12. Ora, as obras em causa – cuja ilegalidade a Câmara Municipal expressamente reconheceu – só seriam legalizáveis através da alteração do alvará de loteamento, para o que seria necessário obter a autorização escrita de dois terços dos proprietários dos lotes abrangidos pelo alvará (art. 36º, n.º 3, do Decreto-Lei n.º 448/91, de 29 de Novembro), coisa que o autor das obras ilegais não logrou conseguir, esgotando o prazo de 30 dias que a Câmara Municipal lhe fixara para o efeito.

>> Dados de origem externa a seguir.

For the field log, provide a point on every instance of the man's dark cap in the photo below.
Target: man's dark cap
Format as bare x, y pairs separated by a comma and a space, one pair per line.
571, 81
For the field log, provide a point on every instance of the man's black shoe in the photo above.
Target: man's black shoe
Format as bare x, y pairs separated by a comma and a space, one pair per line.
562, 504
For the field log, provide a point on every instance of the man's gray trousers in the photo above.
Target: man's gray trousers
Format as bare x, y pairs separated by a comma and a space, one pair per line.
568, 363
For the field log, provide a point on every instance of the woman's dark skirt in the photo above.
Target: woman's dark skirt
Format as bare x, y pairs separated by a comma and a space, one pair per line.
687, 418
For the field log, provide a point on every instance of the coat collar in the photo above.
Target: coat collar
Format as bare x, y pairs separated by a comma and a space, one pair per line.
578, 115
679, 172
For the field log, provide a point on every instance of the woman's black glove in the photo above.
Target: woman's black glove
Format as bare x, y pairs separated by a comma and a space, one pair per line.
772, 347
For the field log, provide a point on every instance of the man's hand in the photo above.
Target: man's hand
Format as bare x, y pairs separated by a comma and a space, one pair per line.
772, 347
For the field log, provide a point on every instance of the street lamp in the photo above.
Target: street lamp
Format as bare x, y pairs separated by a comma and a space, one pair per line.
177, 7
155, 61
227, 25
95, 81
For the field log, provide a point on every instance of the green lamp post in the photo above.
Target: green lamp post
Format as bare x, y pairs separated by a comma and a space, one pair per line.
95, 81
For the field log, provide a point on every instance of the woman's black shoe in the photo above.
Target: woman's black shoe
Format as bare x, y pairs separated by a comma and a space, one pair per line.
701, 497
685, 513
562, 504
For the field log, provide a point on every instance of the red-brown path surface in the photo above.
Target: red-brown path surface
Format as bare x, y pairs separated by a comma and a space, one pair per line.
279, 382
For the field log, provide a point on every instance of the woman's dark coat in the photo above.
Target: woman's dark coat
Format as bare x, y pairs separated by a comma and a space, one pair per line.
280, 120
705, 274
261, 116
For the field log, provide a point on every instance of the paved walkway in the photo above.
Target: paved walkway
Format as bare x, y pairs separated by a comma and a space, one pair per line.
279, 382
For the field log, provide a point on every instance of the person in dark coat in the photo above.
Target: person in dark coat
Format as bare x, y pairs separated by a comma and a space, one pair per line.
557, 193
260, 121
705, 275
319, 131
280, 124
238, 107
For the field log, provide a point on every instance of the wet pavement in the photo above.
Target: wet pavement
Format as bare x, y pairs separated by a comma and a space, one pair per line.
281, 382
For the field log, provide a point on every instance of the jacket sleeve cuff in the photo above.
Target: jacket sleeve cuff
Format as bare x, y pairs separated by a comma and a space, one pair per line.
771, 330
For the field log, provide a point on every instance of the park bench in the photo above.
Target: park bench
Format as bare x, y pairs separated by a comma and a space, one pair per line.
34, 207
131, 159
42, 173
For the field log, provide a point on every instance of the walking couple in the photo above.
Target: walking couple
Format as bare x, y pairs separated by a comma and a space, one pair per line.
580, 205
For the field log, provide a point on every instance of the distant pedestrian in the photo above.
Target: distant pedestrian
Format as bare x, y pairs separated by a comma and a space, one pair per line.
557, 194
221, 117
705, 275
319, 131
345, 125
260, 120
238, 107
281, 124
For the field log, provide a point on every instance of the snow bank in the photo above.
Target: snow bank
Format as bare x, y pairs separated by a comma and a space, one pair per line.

13. Desta forma, parece não restar alternativa à demolição das obras em causa, pois as mesmas não se mostram susceptíveis de vir a satisfazer aos requisitos de urbanização – no caso,a observância do disposto em alvará de loteamento em vigor.

14. E esta conclusão não é afectada, como se demonstrou atrás, pela pendência de recurso contencioso da licença de construção: por um lado, não está em causa a licença de construção, mas sim a realização de obras em desconformidade com ela; por outro lado, ainda que fosse esse o objecto do recurso contencioso, por ter havido, por exemplo, decisão camarária que legalizasse essas obras, nem por isso a Câmara Municipal ou o seu Presidente estariam dispensados de exercer a competência que lhes foi conferida para salvaguarda da legalidade urbanística, atento o princípio da irrenunciabilidade da competência.

II – Conclusões

De acordo com o exposto, no uso dos poderes que me são conferidos pelo art. 20º, n.º 1, al. a), do Estatuto do Provedor de Justiça, aprovado pela Lei n.º 9/91, de 9 de Abril,

RECOMENDO

Que V. Exª ordene a demolição da obra reclamada, na parte em que excede a mancha de implantação prevista na licença de construção e no alvará de loteamento, nos termos do art. 58º, n.º 1, do Decreto-Lei n.º 445/91, de 20 de Novembro, alterado pelo Decreto-Lei n.º 250/94, de 15 de Outubro, e art. 53º, n.º 2, al. l), do Decreto-Lei n.º 100/84, de 29 de Março, cumprindo o procedimento estabelecido pelo Decreto-Lei n.º 92/95, de 9 de Maio.

Recordo, por fim, a V. Exª o dever contido no art. 38º, n.º 2, do referido Estatuto do Provedor de Justiça, para o qual me permito pedir a melhor atenção.